Privacy Security in Big Data and Privacy-Preserving Data Mining (PPDM)

阿新 • • 發佈：2021-10-08

Introduction

Big data is such a hot and well-known concept in recent years that it can often be heard or seen in everyday life. In this introduction, I would first explain the definition of big data and introduce the background of the privacy security problems in big data, and then describe and evaluate the problem before introducing and evaluating the goal, Privacy-Preserving Data Mining (PPDM).

In this day and age, it seems that most people enjoy the convenience of big data from different aspects. Consumers could be provided with targeted advertising and services using techniques and methods of big data so that the users’ experience could be improved (Evens and Van Damme, 2016). A better example of the benefits big data technology brings could be Apple’s Siri, which is a voice assistant that can respond to simple commands of users (Gandomi and Haider, 2015). Gandomi and Haider (2015) also demonstrated some other quite interesting applications of big data analysis such as producing a summary of one or several documents for people to get key information faster and easier, or analysing a person's personality or influence through information in social networks.

In fact, at present, researchers still have different opinions on the specific definition of big data. The currently widely accepted definition describes it as the assets of information with a high volume, velocity and variety, the valuable information of which can only be found and used through specific technology and analytical methods (De Mauro et al.

, 2016). That means big data contains massive information of various types and is usually generated from new sources. In addition, without technology developed, it would be hard for big data to benefit people.

Computer technology has been greatly developed and widely used in recent years, making data easier to be collected, stored and analysed. The popularity of the big data market is growing. In fact, the big data market was dramatically increased, from 7.06 billion US dollars in 2011 to 49 billion in 2019, and it is expected to be more than doubled in 2026 (Liu, 2019).

The rapid development of technology can bring considerable improvement to people's lives. However, in addition to bringing benefits, technology can cause problems as well. Boyd and Crawford (2012) have described big data as invading personal privacy and reducing personal freedom. In fact, through daily activities such as visiting different websites, contacting others using phones, or even listening to music, people would give away personal information (Mai, 2016). The privacy leakage problem in everyday life seems to be common and inevitable.

As Xu et al., (2014) note, rapid development and wide application of data mining (finding useful information from data) technologies put personal privacy in an even more dangerous status. The better the big data industry is developed, the more dangerous personal privacy might be.

Bharathi’s (2017) research shows that the top three risk factors brought by big data are data brokering, global exposure to personal data and lack of governance-based security design. With the development of the internet, most information in this system is accessible for most users. In addition, data brokers, who collect and sell information about consumers, make the situation even more disordered. And currently, the secure methods of governing in this field are not well-developed. Big data techniques improve fast; however, people's vision and moral concepts cannot keep up with the development.

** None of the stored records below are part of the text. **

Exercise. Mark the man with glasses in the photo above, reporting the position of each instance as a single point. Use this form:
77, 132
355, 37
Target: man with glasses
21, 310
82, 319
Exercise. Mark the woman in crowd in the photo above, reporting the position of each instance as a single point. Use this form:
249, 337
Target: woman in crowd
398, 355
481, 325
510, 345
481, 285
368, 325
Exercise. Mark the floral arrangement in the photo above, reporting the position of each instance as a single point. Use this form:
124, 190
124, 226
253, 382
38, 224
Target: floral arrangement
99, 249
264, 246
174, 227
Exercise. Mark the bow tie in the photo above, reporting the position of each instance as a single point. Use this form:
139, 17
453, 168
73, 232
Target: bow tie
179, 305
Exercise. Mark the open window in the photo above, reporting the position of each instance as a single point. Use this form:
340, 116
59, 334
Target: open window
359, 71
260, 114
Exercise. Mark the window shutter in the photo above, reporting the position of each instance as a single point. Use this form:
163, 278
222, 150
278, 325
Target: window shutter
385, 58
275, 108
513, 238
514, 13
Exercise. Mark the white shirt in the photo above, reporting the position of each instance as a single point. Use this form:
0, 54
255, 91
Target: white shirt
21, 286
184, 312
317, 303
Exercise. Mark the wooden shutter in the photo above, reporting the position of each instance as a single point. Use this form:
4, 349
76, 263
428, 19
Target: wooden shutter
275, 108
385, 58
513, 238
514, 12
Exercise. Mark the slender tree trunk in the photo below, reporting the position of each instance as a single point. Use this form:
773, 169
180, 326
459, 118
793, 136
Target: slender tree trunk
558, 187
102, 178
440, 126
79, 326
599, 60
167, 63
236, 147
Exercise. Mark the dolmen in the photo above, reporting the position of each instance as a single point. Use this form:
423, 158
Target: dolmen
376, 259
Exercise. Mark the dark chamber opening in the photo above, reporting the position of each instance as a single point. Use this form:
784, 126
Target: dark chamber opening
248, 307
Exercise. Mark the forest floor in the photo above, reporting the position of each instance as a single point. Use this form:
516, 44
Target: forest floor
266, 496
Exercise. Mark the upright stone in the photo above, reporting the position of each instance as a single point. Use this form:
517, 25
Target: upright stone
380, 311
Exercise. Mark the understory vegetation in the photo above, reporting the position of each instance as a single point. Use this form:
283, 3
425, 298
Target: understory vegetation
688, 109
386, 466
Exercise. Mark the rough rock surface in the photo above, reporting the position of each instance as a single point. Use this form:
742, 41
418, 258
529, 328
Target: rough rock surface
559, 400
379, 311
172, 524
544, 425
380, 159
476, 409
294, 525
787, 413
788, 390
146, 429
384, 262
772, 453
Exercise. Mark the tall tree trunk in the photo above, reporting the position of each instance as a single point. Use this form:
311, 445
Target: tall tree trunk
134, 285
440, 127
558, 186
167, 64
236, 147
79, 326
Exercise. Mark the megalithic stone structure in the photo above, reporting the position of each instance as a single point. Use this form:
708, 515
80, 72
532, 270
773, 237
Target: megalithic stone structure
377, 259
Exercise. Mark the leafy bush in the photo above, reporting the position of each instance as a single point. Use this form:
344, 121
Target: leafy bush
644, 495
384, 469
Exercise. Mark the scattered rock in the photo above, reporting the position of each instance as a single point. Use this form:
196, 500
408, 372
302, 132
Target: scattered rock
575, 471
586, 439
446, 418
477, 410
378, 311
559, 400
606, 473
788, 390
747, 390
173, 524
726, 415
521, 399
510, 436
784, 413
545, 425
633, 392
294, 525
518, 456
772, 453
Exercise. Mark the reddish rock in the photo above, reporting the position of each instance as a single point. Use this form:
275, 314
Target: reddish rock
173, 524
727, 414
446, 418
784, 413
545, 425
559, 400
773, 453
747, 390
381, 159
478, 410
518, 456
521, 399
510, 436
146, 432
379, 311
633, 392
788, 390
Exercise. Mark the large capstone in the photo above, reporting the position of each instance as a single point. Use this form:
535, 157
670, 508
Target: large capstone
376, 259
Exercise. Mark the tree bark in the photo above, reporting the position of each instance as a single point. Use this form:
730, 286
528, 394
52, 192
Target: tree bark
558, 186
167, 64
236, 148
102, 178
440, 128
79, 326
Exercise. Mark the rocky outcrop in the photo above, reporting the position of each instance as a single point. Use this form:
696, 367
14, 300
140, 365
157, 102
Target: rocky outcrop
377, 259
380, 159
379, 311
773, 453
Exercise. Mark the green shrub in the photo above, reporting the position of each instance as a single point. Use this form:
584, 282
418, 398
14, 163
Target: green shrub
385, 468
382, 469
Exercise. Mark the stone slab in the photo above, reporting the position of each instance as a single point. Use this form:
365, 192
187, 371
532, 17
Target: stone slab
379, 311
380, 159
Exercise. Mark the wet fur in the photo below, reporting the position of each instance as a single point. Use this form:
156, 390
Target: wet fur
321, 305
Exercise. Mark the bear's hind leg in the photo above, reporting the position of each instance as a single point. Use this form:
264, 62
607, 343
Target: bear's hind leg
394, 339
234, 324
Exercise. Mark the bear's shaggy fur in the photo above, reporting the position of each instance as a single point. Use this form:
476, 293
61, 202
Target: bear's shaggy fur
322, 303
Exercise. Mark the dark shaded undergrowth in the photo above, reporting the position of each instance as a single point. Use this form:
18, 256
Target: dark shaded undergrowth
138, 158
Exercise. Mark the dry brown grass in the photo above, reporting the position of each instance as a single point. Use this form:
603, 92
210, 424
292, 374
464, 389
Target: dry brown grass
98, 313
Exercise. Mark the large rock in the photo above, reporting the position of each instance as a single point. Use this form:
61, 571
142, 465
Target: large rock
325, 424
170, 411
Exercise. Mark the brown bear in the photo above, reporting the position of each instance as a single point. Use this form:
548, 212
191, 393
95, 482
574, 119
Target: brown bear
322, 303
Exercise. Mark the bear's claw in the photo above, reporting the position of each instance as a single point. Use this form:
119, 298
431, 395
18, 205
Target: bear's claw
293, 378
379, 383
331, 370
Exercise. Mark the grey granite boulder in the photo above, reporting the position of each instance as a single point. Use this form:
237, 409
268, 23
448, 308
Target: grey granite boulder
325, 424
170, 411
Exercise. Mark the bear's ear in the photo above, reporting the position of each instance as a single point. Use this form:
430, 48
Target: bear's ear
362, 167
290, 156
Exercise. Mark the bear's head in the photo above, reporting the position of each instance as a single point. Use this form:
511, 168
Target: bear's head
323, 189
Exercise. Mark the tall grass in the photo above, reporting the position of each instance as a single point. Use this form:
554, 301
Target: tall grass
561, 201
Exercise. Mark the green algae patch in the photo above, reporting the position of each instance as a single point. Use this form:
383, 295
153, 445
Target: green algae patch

Technological progress should not be hindered by these obstacles. Under this circumstance, it may be an important task to find a way to get the useful information needed from big data without giving away sensitive information, which is called Privacy-Preserving Data Mining (PPDM).

PPDM methodologies are aimed to protect privacy to a certain extent while making data achieve its greatest value. So that data mining can still be efficient when applied to the converted data (Mendes and Vilela, 2017).

Except for some innovations of methods and techniques to solve this problem, there have been several other interesting approaches proposed to the problem of Privacy-Preserving Data Mining.

Zaïane (2004) pointed out in his research that it is prior to set a common definition of policy and standardise the basic rules so that people involved would not get confused. For example, to figure out what kind of information can be called privacy and what behaviour should be called leaking privacy. It is true that determining uniform standards before problems become complex is essential.

Xu et al., (2014) put forward that data providers, data collectors, data miners (people who find useful information from data) as well as decision-makers who make decisions based on the information from the data have different concerns about the security of privacy. For example, what data providers care about is how to control the sensitivity of the information they provide, while data collectors concern about how the data’s form can be changed to avoid privacy leakage. What is important is to weigh these issues to find the best solution. To consider more different roles in the problem should enable the solution widely recognized, which can be considered as a quite humane perspective.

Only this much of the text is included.